21/10/13



   " Ranho  Baba  Merda "

 - Mas isso é um verso?
 - É.
 - Mas esse gajo não é um que fala de gaivotas, e
tretas de sol e gatos?
 - Pois, fala de todas as tretas que há no mundo e de
outras por haver. Já estou a notar que és daqueles que
acham que a poesia ou tem asinhas ou tesão. A
metafísica e o tesão ou a sua falta, podem dispensar-
se. Há tanta outra coisa para olhar, não?
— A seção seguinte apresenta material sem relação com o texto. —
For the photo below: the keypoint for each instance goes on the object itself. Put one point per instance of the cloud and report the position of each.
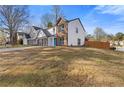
(113, 10)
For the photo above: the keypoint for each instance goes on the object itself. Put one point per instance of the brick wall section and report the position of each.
(97, 44)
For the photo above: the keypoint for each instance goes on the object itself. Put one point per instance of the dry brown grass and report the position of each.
(62, 67)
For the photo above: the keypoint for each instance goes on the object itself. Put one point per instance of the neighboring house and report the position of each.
(64, 33)
(23, 38)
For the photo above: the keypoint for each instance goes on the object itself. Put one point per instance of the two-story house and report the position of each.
(64, 33)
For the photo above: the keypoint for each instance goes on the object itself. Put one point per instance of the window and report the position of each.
(76, 30)
(79, 41)
(62, 27)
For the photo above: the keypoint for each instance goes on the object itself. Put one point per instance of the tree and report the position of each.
(90, 37)
(49, 25)
(99, 34)
(52, 17)
(57, 12)
(13, 18)
(119, 36)
(46, 19)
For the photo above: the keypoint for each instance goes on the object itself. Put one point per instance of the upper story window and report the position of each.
(62, 27)
(76, 30)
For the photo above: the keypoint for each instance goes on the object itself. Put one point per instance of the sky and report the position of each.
(109, 18)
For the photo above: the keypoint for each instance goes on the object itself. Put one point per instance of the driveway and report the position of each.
(120, 49)
(15, 49)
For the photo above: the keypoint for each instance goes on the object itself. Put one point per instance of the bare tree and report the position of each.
(13, 18)
(46, 19)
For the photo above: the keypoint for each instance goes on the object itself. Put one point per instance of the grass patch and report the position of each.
(62, 66)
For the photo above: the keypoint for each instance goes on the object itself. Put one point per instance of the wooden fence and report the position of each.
(97, 44)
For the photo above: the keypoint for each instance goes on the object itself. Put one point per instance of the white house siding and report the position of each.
(50, 41)
(73, 36)
(52, 30)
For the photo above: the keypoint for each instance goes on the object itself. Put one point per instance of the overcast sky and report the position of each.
(110, 18)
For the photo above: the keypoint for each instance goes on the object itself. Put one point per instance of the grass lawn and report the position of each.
(62, 67)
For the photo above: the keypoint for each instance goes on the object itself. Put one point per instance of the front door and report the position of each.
(79, 42)
(54, 41)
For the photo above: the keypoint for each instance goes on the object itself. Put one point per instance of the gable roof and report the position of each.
(47, 33)
(71, 21)
(79, 21)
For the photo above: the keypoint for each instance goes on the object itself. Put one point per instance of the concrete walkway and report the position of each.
(120, 49)
(15, 49)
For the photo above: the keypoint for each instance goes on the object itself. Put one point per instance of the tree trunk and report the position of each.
(13, 38)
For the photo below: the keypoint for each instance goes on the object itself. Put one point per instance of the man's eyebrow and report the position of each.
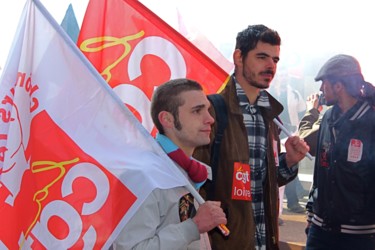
(199, 106)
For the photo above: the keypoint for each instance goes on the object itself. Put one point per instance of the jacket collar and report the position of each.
(230, 95)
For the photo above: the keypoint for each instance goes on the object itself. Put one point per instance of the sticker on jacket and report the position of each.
(186, 207)
(241, 182)
(355, 150)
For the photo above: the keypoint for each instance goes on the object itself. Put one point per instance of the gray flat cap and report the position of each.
(339, 65)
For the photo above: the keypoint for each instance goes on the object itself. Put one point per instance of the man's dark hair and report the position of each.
(248, 38)
(166, 97)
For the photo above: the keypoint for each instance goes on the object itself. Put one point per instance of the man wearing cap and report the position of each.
(341, 208)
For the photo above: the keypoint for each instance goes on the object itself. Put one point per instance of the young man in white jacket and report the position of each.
(170, 218)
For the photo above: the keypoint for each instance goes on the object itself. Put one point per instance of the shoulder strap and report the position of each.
(221, 112)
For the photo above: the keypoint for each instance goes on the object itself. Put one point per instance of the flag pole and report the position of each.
(308, 155)
(223, 229)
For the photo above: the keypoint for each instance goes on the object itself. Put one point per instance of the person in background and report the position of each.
(169, 218)
(250, 168)
(283, 88)
(309, 125)
(341, 212)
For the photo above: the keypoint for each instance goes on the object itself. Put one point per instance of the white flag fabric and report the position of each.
(75, 164)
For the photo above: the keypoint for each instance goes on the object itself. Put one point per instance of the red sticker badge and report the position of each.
(355, 150)
(241, 182)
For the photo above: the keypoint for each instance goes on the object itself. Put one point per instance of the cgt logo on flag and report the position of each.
(52, 194)
(135, 51)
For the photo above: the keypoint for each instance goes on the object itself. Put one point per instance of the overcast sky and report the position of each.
(310, 30)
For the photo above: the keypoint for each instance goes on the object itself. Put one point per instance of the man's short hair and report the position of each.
(166, 97)
(248, 38)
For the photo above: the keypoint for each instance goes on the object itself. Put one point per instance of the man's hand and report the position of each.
(313, 102)
(296, 149)
(209, 216)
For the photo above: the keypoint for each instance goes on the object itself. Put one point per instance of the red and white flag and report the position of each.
(75, 163)
(136, 51)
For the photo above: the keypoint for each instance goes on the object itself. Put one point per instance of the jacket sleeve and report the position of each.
(143, 230)
(308, 129)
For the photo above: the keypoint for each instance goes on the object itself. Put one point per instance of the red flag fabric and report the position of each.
(72, 156)
(135, 51)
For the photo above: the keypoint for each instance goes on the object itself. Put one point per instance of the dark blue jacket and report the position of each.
(344, 174)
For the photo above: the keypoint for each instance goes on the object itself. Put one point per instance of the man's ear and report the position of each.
(237, 57)
(338, 86)
(166, 119)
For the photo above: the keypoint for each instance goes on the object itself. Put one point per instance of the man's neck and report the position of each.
(250, 91)
(346, 103)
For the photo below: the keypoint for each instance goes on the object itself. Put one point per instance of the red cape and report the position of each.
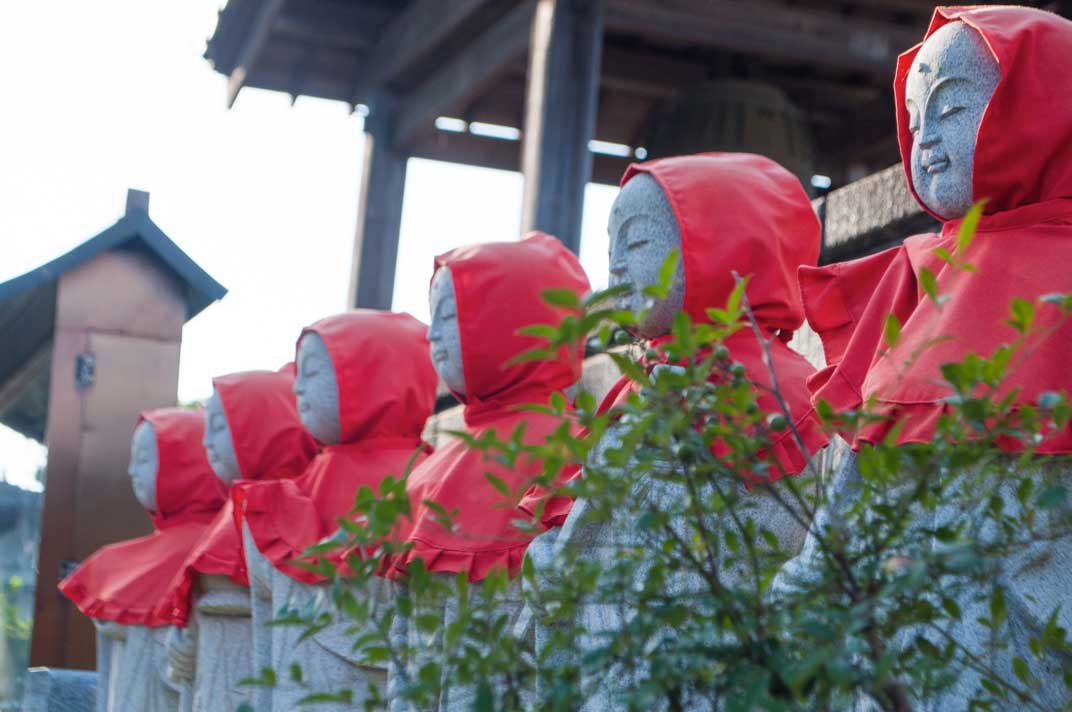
(1023, 247)
(745, 213)
(125, 582)
(499, 291)
(270, 443)
(386, 392)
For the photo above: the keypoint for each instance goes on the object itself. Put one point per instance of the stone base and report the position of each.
(56, 690)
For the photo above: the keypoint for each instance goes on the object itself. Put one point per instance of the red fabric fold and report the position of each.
(745, 213)
(497, 288)
(270, 443)
(386, 392)
(128, 581)
(1022, 249)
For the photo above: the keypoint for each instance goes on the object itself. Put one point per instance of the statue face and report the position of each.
(316, 389)
(145, 463)
(219, 444)
(643, 230)
(444, 337)
(948, 89)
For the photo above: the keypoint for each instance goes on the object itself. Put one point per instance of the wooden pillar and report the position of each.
(380, 209)
(561, 105)
(115, 352)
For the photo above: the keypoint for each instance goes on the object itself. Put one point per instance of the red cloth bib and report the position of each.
(745, 213)
(497, 288)
(270, 443)
(127, 582)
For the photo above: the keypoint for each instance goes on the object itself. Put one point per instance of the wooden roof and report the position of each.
(467, 59)
(28, 313)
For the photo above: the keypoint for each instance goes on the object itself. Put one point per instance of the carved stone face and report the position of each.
(949, 86)
(316, 389)
(219, 444)
(643, 230)
(145, 463)
(444, 336)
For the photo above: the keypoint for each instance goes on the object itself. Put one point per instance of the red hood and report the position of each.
(128, 581)
(386, 391)
(384, 372)
(270, 442)
(1024, 146)
(187, 488)
(497, 286)
(759, 220)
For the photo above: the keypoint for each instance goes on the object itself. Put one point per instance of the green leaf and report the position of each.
(500, 486)
(566, 298)
(1020, 668)
(891, 331)
(1052, 497)
(628, 367)
(667, 272)
(1023, 314)
(929, 285)
(539, 330)
(733, 303)
(998, 607)
(968, 226)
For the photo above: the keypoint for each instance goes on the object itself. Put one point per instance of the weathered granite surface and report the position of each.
(871, 214)
(57, 690)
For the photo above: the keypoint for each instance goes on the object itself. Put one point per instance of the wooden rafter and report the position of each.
(465, 75)
(768, 29)
(252, 45)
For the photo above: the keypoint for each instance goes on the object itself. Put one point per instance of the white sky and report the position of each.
(101, 97)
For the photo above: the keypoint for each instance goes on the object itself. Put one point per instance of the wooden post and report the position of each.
(115, 352)
(561, 106)
(380, 210)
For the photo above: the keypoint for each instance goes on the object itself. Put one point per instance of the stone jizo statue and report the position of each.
(365, 387)
(949, 87)
(121, 586)
(982, 115)
(480, 296)
(742, 212)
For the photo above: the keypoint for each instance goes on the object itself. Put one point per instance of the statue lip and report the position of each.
(935, 166)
 - Mas esses tipos, os tais poetas, não fazem uns
livros merdosos, fininhos, só com um bocado da
página escrita?
 - Piadola pouco original, essa. Estás farto de saber
que uma frase pode dizer mais coisas do que meia
dúzia de best-sellers digestivos e imbecis.
 - Mas esses é que interessam à maralha e têm capas
porreiras. Não achas que a vida é imbecil e temos de
procurar digeri-la com capas porreiras?
 - É uma maneira de ver a coisa. Se calhar, há fases
assim...
 - Bem, pensando melhor, "merda" e "gaivotas" têm
muito a ver, porque na minha rua os tejadilhos dos
carros fartam-se de apanhar lostras desses poéticos
bichos.
 - Não ajavardes...
 - Afinal, quais é que são os bons poetas?
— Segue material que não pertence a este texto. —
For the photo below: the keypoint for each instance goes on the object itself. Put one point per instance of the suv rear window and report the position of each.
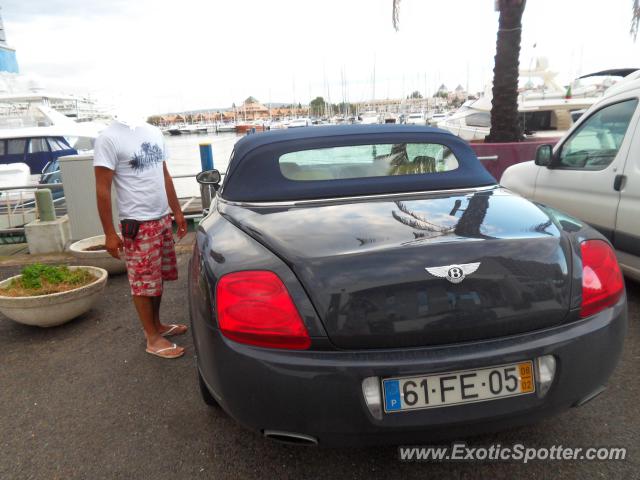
(364, 161)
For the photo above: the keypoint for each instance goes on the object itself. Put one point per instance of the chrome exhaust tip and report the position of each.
(291, 438)
(590, 397)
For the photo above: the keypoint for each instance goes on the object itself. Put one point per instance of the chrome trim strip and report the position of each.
(295, 203)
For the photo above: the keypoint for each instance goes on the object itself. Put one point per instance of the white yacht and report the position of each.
(369, 117)
(546, 111)
(416, 118)
(37, 126)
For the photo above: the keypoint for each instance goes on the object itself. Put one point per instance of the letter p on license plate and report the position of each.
(454, 388)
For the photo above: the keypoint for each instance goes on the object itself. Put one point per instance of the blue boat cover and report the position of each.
(254, 173)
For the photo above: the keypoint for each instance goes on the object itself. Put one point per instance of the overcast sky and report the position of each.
(165, 56)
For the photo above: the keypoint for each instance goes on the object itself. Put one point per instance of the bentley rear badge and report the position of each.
(453, 273)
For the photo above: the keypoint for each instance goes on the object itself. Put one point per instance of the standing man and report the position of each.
(131, 154)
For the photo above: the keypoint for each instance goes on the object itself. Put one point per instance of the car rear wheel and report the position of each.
(206, 394)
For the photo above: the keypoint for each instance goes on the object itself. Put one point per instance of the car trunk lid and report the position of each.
(364, 264)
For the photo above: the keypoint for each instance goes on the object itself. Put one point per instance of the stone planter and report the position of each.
(97, 258)
(55, 308)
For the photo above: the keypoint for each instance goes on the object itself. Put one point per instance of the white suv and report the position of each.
(593, 172)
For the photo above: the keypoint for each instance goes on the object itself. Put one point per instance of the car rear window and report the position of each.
(364, 161)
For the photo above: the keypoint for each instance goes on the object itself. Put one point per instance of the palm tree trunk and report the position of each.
(505, 125)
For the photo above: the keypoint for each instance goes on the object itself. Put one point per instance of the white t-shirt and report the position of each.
(136, 156)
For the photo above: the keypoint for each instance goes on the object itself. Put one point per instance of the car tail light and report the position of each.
(254, 307)
(602, 282)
 - Não há um poetómetro, claro, apesar dos esforços
de fazedores de cânones. A boa poesia tem tudo: uma
coisa e o seu contrário.
 - Como assim?
 - Olha para este outro verso de mesmo gajo, dos
gatos e do sol, como dizes, mas também da baba, ranho
e merda:
 Não colecciones dejectos o teu destino és tu.


  Lourenço, Inês. Ephemeras. Lajes do Pico: Companhia das Ilhas, 2012, pp 40 - 41.